Greg M. Thomas is Professor of art history at The University of Hong Kong. A specialist in 18th– and 19th-century European art, he has published books on French landscape painting and French Impressionism. He has also published articles on intercultural interactions between Europe and China, part of a large research project focused on the imperial palace of Yuanming Yuan.

Stephen Whiteman is now completing two years as Visiting Assistant Professor at Middlebury College, where he has taught the art, architecture and landscape history of East Asia. He has recently been named the A. W. Mellon Postdoctoral Fellow at the Center for Advanced Study in the Visual Arts at the National Gallery of Art in Washington, DC, a position he assumes in September 2012. Whiteman received his doctorate from Stanford University in 2011. His current research explores the imagination and creation of cultural and political landscapes in the early Qing court, particularly through garden-building, image-making and textual inscription, for which he has received recent support from the Dumbarton Oaks, the Chiang Ching-kuo Foundation and the Graham Foundation. Portions of this work are forthcoming in an edited volume on the use of geography in the study of Chinese history, the journal Studies in the History of Gardens and Designed Landscapes, and as part of a new series translating historic texts on gardens from Dumbarton Oaks.
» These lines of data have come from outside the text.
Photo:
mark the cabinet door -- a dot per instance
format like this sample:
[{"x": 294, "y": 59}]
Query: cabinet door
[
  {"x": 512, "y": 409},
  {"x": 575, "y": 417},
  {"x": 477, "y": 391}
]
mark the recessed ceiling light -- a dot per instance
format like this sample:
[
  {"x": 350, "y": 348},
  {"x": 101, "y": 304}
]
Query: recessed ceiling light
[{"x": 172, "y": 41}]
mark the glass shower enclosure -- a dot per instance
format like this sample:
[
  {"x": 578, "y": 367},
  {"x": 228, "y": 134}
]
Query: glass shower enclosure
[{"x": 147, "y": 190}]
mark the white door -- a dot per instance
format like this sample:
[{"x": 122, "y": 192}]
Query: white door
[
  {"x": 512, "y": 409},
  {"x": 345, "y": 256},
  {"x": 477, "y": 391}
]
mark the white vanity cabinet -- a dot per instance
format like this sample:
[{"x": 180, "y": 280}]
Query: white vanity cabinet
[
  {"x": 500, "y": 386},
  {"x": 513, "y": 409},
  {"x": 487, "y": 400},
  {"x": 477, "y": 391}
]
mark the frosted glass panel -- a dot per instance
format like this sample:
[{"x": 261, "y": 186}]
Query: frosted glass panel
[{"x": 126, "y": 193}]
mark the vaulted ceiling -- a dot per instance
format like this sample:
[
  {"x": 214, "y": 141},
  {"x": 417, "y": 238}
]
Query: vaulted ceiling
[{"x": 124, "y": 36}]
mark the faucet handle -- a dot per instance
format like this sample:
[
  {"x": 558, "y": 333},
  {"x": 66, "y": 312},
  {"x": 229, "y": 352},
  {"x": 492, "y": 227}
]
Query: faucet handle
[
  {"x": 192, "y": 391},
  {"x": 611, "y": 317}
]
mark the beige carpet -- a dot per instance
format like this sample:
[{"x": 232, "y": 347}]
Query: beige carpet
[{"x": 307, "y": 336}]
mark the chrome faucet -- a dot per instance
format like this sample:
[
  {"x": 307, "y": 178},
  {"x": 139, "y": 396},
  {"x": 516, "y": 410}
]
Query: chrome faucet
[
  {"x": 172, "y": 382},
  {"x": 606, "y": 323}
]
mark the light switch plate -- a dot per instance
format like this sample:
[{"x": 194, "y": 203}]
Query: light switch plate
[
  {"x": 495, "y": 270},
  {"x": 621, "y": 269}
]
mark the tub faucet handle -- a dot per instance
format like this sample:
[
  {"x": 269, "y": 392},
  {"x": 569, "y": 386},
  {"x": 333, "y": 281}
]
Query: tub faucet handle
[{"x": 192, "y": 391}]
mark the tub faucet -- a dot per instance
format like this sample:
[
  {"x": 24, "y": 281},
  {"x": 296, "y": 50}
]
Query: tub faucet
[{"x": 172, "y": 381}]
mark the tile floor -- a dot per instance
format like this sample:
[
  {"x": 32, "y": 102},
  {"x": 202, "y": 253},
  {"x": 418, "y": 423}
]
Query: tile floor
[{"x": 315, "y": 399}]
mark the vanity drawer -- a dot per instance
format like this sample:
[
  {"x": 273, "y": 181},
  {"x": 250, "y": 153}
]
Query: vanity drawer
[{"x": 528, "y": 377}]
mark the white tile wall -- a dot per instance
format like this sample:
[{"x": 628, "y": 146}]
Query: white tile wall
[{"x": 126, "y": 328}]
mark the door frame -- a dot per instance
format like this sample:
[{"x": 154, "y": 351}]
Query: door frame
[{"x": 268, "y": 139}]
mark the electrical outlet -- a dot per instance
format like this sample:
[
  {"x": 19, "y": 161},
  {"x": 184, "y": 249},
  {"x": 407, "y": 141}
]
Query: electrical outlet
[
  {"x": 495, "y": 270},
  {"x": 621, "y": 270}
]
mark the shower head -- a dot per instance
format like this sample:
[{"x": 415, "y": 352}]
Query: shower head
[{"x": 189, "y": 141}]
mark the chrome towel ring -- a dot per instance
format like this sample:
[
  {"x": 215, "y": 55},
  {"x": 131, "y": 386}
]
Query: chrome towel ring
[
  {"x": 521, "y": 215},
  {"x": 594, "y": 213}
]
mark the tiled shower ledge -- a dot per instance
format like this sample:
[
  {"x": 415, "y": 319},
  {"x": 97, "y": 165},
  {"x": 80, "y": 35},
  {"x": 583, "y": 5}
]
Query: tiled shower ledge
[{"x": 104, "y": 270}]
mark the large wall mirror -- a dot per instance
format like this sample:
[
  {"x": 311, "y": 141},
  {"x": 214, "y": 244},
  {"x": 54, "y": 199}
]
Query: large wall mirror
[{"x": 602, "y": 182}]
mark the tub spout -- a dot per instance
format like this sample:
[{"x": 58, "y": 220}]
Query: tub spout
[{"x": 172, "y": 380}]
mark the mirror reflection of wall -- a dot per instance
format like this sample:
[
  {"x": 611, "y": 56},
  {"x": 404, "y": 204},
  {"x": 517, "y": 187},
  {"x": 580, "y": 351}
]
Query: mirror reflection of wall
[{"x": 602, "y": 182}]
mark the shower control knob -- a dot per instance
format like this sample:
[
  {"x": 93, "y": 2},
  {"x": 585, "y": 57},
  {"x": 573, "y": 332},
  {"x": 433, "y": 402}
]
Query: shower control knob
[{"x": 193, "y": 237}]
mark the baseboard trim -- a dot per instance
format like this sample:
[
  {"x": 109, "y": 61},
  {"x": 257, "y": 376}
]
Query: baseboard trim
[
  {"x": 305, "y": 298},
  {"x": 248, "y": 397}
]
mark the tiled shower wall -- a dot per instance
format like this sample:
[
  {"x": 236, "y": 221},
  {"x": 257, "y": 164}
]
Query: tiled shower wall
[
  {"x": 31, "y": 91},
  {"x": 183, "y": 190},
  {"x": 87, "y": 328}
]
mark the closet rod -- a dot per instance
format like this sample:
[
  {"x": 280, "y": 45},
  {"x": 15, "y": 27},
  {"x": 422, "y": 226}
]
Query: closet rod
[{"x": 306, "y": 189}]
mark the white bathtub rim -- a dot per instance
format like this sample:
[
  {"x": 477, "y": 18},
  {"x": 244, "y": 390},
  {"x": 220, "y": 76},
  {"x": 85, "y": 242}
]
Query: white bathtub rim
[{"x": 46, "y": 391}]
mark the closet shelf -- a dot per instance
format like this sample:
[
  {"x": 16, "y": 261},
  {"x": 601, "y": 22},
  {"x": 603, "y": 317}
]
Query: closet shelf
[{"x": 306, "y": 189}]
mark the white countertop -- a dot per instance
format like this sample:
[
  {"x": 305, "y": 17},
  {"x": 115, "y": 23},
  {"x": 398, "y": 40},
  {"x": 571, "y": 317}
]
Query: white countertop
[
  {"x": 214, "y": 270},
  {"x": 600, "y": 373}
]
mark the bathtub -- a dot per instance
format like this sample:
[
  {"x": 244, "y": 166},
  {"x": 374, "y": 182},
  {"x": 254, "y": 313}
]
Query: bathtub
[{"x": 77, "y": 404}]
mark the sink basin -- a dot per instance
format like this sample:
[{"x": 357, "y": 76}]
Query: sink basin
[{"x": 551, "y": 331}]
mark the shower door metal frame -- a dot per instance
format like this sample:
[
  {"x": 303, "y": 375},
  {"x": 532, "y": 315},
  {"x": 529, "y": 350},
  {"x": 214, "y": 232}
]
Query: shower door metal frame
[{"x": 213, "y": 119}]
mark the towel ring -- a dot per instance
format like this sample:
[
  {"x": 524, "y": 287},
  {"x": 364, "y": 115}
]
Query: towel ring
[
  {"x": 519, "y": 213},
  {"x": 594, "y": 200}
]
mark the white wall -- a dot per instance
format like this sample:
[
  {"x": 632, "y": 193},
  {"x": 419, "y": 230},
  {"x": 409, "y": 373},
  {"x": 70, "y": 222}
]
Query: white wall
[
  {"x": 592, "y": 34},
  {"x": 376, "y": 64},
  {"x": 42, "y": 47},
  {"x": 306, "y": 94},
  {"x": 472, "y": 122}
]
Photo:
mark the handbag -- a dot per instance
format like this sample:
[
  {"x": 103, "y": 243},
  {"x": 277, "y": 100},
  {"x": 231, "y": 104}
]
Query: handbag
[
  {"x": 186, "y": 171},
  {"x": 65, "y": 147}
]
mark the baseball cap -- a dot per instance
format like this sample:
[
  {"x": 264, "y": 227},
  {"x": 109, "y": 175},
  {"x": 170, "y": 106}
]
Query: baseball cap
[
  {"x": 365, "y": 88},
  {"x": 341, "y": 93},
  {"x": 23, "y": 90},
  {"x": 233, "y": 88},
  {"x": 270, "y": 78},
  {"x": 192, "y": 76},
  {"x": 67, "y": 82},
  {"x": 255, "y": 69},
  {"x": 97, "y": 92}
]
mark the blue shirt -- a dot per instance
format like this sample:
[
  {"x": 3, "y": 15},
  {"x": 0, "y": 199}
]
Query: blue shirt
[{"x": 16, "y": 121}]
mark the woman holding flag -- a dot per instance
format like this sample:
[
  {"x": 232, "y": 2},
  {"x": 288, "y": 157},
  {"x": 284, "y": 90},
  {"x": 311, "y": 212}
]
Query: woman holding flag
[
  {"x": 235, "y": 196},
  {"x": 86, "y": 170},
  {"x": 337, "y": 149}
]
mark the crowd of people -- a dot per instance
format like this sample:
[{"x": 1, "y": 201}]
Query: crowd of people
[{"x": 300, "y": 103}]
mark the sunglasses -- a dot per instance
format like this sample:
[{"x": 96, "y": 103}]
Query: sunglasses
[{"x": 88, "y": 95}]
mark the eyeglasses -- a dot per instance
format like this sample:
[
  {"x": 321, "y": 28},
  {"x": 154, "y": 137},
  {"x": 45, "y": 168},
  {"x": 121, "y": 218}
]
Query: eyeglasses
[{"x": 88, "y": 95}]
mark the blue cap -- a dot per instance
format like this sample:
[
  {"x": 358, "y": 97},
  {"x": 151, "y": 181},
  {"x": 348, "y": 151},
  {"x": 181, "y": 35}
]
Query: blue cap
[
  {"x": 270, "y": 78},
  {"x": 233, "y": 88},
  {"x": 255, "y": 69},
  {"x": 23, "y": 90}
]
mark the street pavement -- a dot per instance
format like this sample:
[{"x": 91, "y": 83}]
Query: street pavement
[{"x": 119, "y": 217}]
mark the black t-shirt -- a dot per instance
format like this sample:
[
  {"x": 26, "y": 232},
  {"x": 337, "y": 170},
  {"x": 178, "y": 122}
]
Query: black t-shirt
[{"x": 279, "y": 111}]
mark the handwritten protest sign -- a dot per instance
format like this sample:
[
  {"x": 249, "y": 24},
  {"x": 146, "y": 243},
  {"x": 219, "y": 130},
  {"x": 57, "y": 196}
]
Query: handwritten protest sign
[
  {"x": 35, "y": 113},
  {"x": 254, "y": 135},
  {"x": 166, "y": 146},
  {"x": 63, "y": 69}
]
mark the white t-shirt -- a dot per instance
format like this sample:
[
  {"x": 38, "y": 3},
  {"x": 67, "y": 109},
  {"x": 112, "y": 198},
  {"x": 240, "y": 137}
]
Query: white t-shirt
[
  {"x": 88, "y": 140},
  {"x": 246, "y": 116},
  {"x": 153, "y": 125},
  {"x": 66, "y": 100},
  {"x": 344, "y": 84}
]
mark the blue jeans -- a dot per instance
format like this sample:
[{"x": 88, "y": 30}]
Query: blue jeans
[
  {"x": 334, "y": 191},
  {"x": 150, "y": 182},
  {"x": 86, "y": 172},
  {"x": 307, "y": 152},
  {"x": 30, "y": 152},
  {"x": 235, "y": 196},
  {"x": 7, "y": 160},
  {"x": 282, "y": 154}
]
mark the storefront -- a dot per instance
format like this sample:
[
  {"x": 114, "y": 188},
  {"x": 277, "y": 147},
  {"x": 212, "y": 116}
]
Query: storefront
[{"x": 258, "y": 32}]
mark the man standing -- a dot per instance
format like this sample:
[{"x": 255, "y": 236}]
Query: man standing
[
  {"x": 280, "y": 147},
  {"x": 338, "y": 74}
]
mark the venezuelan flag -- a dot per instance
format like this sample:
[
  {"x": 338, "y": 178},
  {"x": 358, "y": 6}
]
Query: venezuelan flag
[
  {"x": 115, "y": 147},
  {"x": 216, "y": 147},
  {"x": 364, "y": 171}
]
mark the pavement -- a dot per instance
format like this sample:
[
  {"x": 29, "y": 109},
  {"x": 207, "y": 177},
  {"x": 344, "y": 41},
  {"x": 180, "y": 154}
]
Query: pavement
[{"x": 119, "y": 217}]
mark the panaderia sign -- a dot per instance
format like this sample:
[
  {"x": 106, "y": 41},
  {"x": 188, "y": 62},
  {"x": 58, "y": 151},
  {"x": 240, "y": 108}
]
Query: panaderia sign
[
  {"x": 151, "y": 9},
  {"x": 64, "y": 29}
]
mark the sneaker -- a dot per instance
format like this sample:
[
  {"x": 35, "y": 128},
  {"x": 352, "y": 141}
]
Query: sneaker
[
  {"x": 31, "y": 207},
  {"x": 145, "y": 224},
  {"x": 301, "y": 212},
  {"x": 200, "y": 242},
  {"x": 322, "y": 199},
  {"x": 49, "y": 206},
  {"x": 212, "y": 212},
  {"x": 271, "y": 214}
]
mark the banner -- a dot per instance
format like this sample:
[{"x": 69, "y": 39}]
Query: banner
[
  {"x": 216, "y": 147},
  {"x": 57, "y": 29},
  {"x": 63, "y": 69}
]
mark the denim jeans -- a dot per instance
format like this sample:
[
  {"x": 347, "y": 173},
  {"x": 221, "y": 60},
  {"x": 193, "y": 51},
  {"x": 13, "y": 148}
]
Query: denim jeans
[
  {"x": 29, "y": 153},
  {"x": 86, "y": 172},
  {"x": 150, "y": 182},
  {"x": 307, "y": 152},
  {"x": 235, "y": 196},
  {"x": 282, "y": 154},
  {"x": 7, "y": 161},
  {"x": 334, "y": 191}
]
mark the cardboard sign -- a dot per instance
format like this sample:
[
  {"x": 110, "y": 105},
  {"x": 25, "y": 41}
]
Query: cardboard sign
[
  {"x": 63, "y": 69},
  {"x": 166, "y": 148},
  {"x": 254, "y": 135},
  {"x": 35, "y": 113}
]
Cheng-hua Wang is Associate Research Fellow at the Institute of Modern History, Academia Sinica, Taipei. Author of the book Art, Power, and Consumption: One Perspective on the History of Chinese Art, she is an art/cultural historian who is currently working on two book projects. The first tackles the issues revolving around the emergence and popularity of cityscapes in early modern China. The second investigates the categorization of antiquities in modern China, focusing on issues such as heritage preservation and exhibition culture.

Roberta Wue is an Assistant Professor of Art History at the University of California, Irvine.  Her research investigates the visual culture of late Qing China, with a particular interest in the relationships between image makers, images and their various audiences.  She has published on painting, photography and advertising in nineteenth-century China; her current book project focuses on the nineteenth-century Shanghai art world and its interactions with a new urban audience through multiple channels such as painting, illustrated books, portraiture and the mass media.